Entre os outros nomes ventilados há o de Eduardo Leite, rival de Doria em eleições prévias no PSDB. O governador do Rio Grande do Sul assumiu, há semanas, a homossexualidade, "o que pode impactar no público conservador e o brasileiro, já se sabe, é muito conservador", adverte Vieira.
"Há uma tentativa também nos últimos dias de ressuscitar Sérgio Moro mas ele tem o problema de ser monotemático, ou seja, de falar só sobre corrupção, um assunto com menos apelo no contexto de miséria que enfrentamos e vamos enfrentar devido à covid-19, e de não ter apoio político, dos caciques partidários, nem da parte da população que hoje o vê como um pregador que pecou".

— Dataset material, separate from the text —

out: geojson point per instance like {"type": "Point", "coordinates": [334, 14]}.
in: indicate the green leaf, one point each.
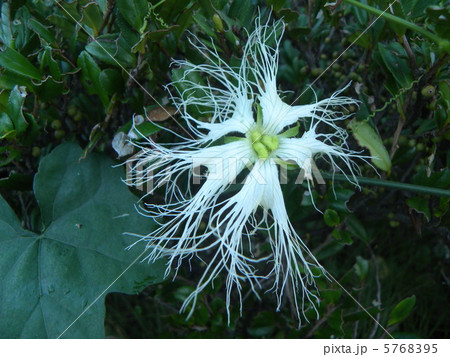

Renata Abreu, a presidente do partido Podemos, defendeu abertamente o nome do ex-juiz e ex-ministro da Justiça e da Segurança de Bolsonaro como candidato. Em Brasília especulou-se até com um ticket composto por Moro, para presidente, e o vice-presidente Hamilton Mourão, para o cargo que já ocupa.
Entretanto, Bruno Boghossian, colunista do jornal Folha de S. Paulo, argumenta que, "se nenhuma das muitas alternativas da terceira via emergir, competitiva, do segundo pelotão da disputa, a rejeição, [a Lula e a Bolsonaro] deve guiar a competição".
"Na primeira volta", assinala, tendo em conta a sondagem do Datafolha citada, "Lula já recebe o apoio de 68% dos eleitores que se recusam a votar em Bolsonaro". "Já o presidente tem 59% dos votos dos "antilulistas". O capitão larga em desvantagem porque a sua rejeição é maior".
"Por enquanto, o fluxo também favorece o antigo presidente na segunda volta", continua. "Num embate direto, Lula recebe um impulso de 10 pontos de eleitores "antibolsonaristas" que não haviam votado nele na primeira volta. Já os "antilulistas" dão um bónus menor a Bolsonaro: o capitão ganha só mais 5 pontos em novos votos".
A 15 meses de o Brasil ir a votos, o tempo corre, pois, a favor de Lula, o líder destacado nas sondagens, e de Bolsonaro, todos os dias exposto, para o bem e para o mal, à opinião pública. E contra a "terceira via" que ambos fazem questão de desprezar.